For once, the players dug their heels in, tapped on the Memorandum of Understanding that the owners agreed to with one hand while doing the “the-finger-thing-means-the-taxes” with the other. Gary Bettman tried to go to the Rob Manfred playbook of painting the players as the bad guys, or trying to find euphemisms for what was a blatant money-grab, with the same success as Manfred, which is to say zilch.
Reportedly, the players said they’d agree to more deferments for a raising of the cap, which of course caused the owners to choke on their spritzers. And so the owners caved. They’ve moved past any financial consideration, and are now trying to figure out the logistics of a 56-game season starting on Jan. 13, which is no small hill to ascend.
It also lets you know just how much bullshit the owners’ demands are, because if it was so perilous to play this season, they wouldn’t have waved the white flag on this discussion. Whatever owners were talking a big game about not playing at all rather than going crowdless were either full of it or were talked out of their hardline stance.

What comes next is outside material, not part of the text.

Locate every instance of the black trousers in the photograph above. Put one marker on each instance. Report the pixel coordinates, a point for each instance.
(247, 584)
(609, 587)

Kind of perfect that it’s the hockey owners that are the first group of owners in decades to lose a stare-down with a players union.
Anyway, in the words of Crash Bandicoot, “Less work, more hockey.”
The MLS playoffs might have crescendoed last night in Seattle. Minnesota FC tried to pull the same act that they did in Kansas City in the previous round: Defend their way through the match and catch the opponent on the counter, and don’t miss their chances. It worked for 75 minutes, as The Loons took a 2-0 lead.
And then they forgot how to defend a corner.
Seattle had been pretty predictable and tepid in attack until the introduction of Will Bruin: Crosses from deep, passes played sideways, everything in front of Minnesota’s defenders. But then after substitutions, Seattle started getting in better spots and making the Minnesota defense run toward its own goal. Bruin scored off a weird bounce to bring the Sounders within one, and then it was about Minnesota having their controllers turn off on corners in the dying throes. First they let Seattle’s Raul Ruidiaz loiter at the back post like it was Walden Pond.
Then Gustav Svensson in the second minute of injury time was escorted to the ball like he was going to meet the groom to be, and suddenly the Sounders had a 3-2 win and their fourth trip to the MLS Cup final in five years. The only shame was not having 45,000 Sounders fans turning into an indecipherable mass of energy somewhere around the decibel level of the Earth collapsing.
Seattle will head to Columbus on Saturday night for the final, and to cap off what has been a truly zany playoffs full of late and incredible goals, penalty shootouts, upsets, and logic being burned alive. The playoffs may make a mockery of the MLS regular season, but seeing as how this season was a mockery anyway, let’s just sink into the muck happily, rubbing it on our bare chests and cackling maniacally. There’s nothing to hold onto anyway.